Jack Straw, the Justice Secretary, is known to be seeking the repeal of the 1701 Act of Settlement that prohibits a Catholic from taking the throne in Britain or marrying the heir to the throne as part of more wide-ranging reforms to the Constitution.
The reforms, which include the final removal of the hereditary peers from the Lords, have been repeatedly delayed, but are being put back on the agenda by a Government desperate to be seen to be doing something to modernise Britain, while its economy collapses around Brown's big ears.

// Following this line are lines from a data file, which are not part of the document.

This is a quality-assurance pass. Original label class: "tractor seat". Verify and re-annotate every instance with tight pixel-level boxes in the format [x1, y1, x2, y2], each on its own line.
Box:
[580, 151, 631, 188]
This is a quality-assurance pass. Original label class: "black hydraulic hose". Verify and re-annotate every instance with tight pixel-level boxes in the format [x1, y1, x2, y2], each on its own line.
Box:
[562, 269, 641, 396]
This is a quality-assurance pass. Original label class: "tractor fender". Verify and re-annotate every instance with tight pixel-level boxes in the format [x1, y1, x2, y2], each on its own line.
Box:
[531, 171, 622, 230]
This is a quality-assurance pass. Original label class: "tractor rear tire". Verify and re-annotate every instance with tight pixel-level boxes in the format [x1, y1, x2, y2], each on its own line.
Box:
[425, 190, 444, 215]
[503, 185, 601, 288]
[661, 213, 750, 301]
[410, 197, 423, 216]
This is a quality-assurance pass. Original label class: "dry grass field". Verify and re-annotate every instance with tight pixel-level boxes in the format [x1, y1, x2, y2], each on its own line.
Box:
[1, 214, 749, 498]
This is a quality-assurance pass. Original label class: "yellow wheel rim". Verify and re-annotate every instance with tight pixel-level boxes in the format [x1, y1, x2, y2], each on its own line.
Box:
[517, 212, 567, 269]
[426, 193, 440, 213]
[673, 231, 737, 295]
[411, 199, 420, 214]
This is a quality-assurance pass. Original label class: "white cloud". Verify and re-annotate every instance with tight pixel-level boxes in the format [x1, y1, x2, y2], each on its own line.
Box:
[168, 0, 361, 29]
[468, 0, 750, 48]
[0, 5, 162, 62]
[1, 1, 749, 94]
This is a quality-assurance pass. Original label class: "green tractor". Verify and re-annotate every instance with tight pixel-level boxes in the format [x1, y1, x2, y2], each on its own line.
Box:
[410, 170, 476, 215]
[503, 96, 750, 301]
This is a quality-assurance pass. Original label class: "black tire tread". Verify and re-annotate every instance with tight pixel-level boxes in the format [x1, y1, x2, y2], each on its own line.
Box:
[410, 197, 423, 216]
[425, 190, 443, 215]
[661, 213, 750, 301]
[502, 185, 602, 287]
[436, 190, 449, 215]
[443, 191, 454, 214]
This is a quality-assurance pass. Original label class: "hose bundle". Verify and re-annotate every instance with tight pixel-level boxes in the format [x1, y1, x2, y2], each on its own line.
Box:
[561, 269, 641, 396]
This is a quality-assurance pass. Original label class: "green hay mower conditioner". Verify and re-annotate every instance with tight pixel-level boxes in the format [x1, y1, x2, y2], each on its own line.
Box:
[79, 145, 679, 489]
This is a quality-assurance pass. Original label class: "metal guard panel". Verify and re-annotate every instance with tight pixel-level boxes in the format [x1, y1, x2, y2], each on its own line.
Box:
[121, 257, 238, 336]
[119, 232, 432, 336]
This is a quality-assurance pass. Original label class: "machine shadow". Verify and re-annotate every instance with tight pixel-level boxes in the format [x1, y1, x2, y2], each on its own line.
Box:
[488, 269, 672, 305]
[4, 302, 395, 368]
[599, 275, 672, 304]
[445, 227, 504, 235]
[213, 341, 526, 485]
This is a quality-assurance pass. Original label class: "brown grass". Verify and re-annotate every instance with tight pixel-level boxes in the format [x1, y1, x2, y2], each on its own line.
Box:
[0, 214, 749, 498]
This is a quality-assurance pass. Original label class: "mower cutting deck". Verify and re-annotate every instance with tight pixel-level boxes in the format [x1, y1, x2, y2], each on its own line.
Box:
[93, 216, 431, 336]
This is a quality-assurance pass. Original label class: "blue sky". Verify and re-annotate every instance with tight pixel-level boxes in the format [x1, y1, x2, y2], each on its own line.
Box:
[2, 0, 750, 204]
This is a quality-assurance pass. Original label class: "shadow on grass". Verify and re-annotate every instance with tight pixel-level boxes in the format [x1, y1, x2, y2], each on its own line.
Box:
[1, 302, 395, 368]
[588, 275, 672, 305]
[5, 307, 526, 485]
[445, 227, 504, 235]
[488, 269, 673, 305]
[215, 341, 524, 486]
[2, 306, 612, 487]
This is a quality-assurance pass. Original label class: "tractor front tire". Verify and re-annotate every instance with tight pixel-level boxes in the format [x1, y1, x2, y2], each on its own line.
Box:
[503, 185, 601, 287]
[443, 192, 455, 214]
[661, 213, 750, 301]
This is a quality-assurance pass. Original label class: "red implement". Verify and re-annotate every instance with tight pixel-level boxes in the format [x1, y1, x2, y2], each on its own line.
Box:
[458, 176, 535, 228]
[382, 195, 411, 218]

The Government's hand is being forced by Evan Harris, the chirpy doctor-cum-Lib Dem MP, who came fifth in the MPs' ballot to introduce backbench bills and has tabled Royal Marriages and Succession to the Crown (Prevention of Discrimination) Bill 2008-09. Harris is guaranteed a second reading debate for a full day in the Commons on March 27 when the Government will be forced to come up with a response to his measure.

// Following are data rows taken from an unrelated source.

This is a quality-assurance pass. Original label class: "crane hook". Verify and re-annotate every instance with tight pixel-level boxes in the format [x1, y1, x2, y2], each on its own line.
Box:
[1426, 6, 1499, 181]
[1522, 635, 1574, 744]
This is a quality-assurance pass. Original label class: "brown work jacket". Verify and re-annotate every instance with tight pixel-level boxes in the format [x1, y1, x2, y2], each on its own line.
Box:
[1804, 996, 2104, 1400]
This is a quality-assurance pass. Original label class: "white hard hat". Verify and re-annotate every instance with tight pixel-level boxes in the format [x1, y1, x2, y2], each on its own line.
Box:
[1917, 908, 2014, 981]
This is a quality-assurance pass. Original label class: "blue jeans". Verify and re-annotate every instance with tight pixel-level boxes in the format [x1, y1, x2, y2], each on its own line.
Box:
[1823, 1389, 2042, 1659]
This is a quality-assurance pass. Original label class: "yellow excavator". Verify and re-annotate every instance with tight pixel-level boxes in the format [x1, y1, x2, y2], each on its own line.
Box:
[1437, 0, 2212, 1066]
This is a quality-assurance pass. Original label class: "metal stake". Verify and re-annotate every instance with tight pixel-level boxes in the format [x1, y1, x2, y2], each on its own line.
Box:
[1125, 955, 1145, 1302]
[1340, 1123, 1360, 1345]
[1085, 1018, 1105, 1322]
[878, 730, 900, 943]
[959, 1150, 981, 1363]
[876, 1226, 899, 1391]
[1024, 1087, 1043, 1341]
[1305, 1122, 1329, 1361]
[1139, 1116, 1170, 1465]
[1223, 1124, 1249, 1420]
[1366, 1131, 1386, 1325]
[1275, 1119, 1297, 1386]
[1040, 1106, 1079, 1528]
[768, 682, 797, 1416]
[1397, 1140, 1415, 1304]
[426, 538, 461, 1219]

A Papal visit would not be without controversy. Benedict has adopted a hard line on abortion, contraception and totally disagrees with Brown's support for stem cell research to put Britain at the leading edge of the new technology. He was brought up in Nazi Germany and his recent rehabilitation of the Holocaust-denying RC Bishop, Richard Williamson, has incensed many. But despite some protests, thousands would turn
out in Britain for the Pope.
Benedict may never have heard of Evan Harris but the reports back to the Vatican are certain to suggest that the centuries-old anti-Catholic state in Britain is changing - just what Brown needs to convince the Pope that the time is right to come to Britain, in the hope that some of the Papal gold-dust will rub off on his threadbare government.